According to the European Commission, as the project prepares for commercialization, Ansaldo and partners will also develop a roadmap toward demonstrating the fully developed system in a power plant environment.

Ansaldo said that FLEX4H2 “will present credible pathways for comprehensive exploitation of the project’s results and (thereby) provide the basis for a firm contribution to the EU Green Deal towards decarbonization of the electric power sector by 2030 and beyond.”

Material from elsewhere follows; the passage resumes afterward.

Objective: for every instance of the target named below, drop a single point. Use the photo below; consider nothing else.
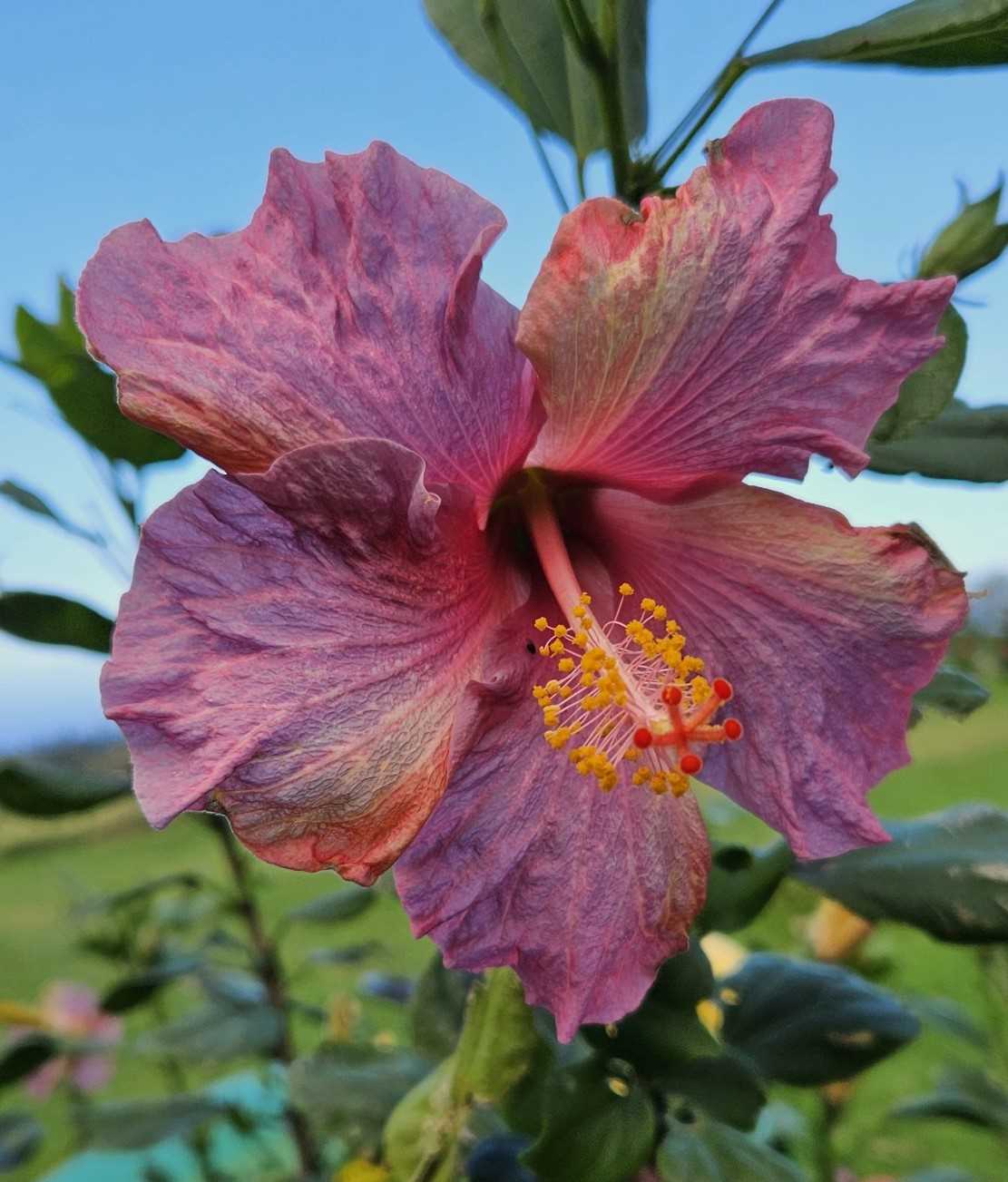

FLEX4H2 partners include entities from six European countries. Along with Ansaldo, these include Arttic Innovation (Germany), Centre Européenne de Recherche et de Formation Avancée en Calcul Scientifique – CERFACS (France), Deutsches Zentrum für Luft- und Raumfahrt – DLR (Germany), Edison (Italy), ETN Global (Belgium), Sintef Energi (Norway), Ansaldo Energia Switzerland (Switzerland), Zürcher Hochschule für angewandte Wissenschaften – ZHAW (Switzerland).

The project is jointly funded by the EU Horizon Europe Research and Innovation Framework Programme under the Clean Hydrogen Partnership (GA No. 101101427). It also has funding from the Swiss Federal Department of Economic Affairs, Education and Research, and the Swiss State Secretariat for Education, Research and Innovation (SERI).